一度、神に賭けてみてはいかがですか? 保証します!

心のオアシス 2010年8月29日

動物が大好きな少年がいました。いつも近くのペットショップに出かけては、外の窓越しに眺めていました。ある日、お店が、少年の大好きな子犬が6匹入荷したようで、たまらず店主に聞きました。「おじさん、この犬いくら?」「2万円だよ。」「2万円もするの?」この少年にとっては高い値段でした。少年の持ち合わせでは買うことはできません。店主が一匹一匹、丁寧にお店に入れるのを見ていると、どうも一番最後の6匹目の犬の左の後ろ足が短いのか、バランスを崩していました。少年は聞きました。「おじさん、この犬はいくら?」店主は言いました「君が買ってくれるのなら、この犬は半額にしてあげよう。」しかし少年はニコリともしません。それを見た店主は言いました。「じゃ、それならタダでいいよ。」そうすると少年はさらに顔を曇らせて言いました。「おじさん、タダは駄目だよ。」「そうか? じゃ、半額にしておこうか?」そうすると少年は言いました。「半額も駄目だよ。この犬は他の犬と同じように定価で売らなきゃダメだよ。2万円で僕が買うよ。」その言葉に驚いた店主は言いました。「いや~、これは足が悪いんだ。だから半値でも売れないからタダでいいって言ってるだろう。」「おじさん! タダも半値もダメだよ。これから僕、お父さんにお金もらってくるから、この犬、絶対に誰にも売らないでね!」と言って、少年は家に帰って行きました。「奇妙な客だな・・・あの犬は売れないと思っていたのに・・・」ペットショップの店主が、その少年の帰って行く後姿を見てハッとしました。「今まで、何年も顔は見ていたけれど、そうだったのか・・・あの少年の左足も少し短いんだ・・・」少年の歩く姿を見ていると、ハッキリそうだとわかりました。
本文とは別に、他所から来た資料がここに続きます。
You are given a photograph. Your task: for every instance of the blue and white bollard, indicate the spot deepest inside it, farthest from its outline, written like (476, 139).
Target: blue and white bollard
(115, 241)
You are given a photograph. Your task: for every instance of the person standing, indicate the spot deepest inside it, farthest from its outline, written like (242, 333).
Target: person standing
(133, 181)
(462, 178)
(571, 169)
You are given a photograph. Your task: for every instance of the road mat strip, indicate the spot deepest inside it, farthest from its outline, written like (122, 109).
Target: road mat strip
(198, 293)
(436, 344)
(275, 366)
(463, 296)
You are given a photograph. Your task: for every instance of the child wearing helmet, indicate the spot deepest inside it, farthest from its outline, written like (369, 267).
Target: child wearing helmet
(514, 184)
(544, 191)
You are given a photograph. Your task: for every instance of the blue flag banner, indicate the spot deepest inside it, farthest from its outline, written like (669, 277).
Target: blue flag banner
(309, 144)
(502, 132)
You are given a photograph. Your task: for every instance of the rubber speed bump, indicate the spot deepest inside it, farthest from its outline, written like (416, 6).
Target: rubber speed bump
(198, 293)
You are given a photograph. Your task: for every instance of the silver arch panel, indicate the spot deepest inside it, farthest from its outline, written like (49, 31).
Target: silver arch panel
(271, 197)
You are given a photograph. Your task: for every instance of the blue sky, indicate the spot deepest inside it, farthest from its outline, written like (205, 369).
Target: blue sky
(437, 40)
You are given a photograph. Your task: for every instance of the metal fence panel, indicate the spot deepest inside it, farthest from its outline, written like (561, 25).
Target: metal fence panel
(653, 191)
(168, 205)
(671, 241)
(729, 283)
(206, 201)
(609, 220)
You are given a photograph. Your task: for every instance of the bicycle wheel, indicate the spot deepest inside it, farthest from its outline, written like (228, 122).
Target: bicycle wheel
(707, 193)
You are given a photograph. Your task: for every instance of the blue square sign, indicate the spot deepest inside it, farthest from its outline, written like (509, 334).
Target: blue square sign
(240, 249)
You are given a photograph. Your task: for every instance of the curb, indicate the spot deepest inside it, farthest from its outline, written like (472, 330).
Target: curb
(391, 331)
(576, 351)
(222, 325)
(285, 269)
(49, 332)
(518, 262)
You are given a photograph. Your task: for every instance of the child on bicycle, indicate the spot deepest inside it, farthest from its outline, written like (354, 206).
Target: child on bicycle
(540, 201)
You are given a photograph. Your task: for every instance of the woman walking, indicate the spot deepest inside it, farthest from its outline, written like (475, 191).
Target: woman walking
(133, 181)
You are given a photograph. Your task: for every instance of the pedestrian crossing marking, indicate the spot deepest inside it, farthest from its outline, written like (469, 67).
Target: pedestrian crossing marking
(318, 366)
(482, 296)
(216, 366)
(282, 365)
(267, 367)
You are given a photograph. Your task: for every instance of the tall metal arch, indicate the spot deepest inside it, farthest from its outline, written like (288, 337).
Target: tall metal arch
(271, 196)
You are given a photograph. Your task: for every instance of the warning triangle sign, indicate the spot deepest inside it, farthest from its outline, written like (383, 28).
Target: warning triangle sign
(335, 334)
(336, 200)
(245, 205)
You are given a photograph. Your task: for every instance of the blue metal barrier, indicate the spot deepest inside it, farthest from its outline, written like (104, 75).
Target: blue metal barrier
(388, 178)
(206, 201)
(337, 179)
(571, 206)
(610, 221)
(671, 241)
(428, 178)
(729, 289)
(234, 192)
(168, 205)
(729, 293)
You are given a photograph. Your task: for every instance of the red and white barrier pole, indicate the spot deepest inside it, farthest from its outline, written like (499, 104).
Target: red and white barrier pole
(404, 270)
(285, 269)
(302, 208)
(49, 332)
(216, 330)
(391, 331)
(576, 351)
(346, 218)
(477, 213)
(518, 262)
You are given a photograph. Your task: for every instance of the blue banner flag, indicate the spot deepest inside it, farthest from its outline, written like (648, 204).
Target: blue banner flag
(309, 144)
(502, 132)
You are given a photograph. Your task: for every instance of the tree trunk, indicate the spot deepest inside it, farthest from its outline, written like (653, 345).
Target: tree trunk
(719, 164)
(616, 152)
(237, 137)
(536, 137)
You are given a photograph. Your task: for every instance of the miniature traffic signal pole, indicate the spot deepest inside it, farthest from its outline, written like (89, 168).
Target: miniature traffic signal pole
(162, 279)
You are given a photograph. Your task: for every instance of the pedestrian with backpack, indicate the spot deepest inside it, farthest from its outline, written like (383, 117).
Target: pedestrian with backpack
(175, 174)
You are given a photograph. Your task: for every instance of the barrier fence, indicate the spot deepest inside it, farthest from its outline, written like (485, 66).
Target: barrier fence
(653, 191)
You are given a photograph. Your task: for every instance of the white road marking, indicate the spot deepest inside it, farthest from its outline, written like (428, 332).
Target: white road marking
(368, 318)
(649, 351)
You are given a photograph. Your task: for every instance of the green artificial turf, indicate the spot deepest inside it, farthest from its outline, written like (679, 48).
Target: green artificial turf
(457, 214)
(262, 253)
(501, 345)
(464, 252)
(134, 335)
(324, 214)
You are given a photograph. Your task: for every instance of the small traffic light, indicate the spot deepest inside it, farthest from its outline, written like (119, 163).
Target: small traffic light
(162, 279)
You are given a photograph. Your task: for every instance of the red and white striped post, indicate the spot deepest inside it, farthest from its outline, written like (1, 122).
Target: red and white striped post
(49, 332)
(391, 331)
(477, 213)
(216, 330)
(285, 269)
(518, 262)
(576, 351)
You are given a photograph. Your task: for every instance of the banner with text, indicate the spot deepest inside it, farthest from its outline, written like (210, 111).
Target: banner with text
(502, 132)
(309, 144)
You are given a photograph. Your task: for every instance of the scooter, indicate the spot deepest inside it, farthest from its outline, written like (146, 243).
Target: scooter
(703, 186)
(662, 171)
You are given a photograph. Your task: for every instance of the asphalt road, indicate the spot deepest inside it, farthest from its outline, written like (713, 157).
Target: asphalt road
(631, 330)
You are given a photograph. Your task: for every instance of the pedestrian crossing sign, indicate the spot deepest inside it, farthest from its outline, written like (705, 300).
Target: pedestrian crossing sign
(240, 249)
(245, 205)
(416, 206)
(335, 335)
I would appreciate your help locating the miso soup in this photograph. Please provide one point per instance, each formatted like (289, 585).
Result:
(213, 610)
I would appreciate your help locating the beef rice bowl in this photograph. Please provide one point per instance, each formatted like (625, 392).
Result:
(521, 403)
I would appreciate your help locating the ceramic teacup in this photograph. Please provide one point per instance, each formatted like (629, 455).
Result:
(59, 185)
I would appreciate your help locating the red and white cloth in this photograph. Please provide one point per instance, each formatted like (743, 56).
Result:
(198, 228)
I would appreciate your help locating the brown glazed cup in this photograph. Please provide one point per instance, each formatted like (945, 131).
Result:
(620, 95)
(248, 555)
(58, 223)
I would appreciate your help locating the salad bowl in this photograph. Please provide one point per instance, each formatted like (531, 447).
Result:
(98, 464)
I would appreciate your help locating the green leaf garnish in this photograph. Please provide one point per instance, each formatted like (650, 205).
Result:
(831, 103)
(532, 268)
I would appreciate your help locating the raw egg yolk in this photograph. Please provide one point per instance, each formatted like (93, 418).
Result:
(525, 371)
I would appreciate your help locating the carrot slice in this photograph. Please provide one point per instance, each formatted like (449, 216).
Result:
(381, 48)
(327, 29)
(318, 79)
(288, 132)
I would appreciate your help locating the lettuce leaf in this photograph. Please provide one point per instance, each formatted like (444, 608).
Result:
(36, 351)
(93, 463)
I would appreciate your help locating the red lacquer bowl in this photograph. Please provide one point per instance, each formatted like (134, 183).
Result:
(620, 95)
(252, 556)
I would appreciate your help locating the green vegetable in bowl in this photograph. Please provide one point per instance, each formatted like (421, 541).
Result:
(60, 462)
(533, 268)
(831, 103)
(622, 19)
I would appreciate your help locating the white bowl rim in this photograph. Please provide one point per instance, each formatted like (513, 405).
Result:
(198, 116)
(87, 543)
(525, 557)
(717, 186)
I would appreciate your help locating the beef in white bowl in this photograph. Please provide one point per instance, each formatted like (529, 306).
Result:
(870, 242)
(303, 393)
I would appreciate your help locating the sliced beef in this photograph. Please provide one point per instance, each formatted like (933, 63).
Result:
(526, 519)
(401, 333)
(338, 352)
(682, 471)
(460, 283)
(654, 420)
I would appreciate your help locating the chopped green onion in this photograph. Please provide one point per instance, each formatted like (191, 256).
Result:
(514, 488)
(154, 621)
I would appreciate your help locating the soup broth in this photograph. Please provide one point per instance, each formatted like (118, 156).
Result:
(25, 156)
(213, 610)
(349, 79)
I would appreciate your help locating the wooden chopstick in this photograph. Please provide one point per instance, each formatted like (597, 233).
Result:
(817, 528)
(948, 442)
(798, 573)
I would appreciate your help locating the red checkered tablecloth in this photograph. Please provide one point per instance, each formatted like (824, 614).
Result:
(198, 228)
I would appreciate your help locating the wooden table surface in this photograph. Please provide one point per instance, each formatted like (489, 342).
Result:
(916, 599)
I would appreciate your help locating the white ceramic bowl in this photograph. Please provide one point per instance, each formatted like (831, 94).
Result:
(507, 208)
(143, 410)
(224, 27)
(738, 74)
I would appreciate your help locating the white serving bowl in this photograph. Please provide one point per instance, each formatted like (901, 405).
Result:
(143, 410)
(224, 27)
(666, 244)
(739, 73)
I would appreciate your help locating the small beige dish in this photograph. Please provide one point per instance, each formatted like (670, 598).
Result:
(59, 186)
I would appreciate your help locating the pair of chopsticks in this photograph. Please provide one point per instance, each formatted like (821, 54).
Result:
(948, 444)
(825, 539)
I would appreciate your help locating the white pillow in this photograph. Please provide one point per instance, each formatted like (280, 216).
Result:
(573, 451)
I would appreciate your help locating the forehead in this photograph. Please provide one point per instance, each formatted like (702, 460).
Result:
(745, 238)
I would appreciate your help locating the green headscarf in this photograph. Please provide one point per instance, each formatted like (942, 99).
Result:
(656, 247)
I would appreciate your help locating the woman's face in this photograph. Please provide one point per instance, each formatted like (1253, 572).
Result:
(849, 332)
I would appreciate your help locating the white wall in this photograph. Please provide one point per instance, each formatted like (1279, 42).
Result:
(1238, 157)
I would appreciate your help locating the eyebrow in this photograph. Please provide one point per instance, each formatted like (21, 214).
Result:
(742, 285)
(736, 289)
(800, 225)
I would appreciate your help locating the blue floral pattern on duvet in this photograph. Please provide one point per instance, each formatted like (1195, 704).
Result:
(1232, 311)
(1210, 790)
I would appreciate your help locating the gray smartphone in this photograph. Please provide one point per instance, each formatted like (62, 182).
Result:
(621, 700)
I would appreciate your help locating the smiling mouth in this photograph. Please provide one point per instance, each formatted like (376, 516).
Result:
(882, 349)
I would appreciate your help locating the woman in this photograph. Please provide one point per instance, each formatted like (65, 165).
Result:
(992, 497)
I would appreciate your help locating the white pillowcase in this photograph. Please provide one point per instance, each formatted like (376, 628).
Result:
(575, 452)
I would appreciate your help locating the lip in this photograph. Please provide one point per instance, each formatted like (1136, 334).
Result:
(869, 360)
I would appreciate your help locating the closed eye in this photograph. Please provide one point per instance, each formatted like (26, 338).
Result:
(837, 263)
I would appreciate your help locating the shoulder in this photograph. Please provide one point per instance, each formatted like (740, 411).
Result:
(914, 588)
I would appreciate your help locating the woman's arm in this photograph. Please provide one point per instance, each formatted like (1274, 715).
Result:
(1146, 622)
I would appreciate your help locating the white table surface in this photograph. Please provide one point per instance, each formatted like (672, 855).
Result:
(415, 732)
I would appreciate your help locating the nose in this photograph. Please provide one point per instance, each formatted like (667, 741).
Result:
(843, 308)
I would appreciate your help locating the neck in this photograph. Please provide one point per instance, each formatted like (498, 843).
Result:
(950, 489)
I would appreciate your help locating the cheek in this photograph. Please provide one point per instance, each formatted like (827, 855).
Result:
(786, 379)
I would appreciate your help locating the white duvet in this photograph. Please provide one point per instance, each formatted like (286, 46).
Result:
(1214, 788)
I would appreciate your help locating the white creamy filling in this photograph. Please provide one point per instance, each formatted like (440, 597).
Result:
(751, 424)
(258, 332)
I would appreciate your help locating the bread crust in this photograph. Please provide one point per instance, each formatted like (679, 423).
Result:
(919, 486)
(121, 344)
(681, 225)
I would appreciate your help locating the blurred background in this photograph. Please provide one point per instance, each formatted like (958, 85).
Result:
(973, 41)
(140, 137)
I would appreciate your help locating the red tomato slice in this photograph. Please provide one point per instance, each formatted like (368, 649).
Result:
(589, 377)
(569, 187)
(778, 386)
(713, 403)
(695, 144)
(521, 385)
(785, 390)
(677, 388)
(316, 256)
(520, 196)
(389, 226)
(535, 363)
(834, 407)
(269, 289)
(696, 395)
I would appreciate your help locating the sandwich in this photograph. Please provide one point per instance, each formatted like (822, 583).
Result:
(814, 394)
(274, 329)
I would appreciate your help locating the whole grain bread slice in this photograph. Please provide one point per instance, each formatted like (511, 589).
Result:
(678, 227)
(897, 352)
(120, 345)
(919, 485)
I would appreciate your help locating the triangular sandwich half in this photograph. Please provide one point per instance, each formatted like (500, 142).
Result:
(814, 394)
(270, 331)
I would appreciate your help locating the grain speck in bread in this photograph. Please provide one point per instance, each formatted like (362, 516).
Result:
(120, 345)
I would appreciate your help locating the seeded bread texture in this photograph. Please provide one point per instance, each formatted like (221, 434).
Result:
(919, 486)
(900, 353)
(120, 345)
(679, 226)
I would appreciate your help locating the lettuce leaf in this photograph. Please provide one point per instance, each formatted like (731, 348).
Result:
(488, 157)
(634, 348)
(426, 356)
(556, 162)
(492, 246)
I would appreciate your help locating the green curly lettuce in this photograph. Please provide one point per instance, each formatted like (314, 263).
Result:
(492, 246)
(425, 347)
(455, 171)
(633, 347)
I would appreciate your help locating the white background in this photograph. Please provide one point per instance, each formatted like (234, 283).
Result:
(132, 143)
自分が「半額でいい。タダでいい」と言ったのを少年は「タダなんて駄目だ」と言った意味が初めてわかりました。少年は障害があるから2万円の価値がないとは思わなかったのです。なぜなら自分自身に障害があるから価値のない者とは思わなかったからです。
あなたが、どのような人物であったとしても、神の目には高価で尊い存在です。神の価値観にこそ希望があります。ハレルヤ!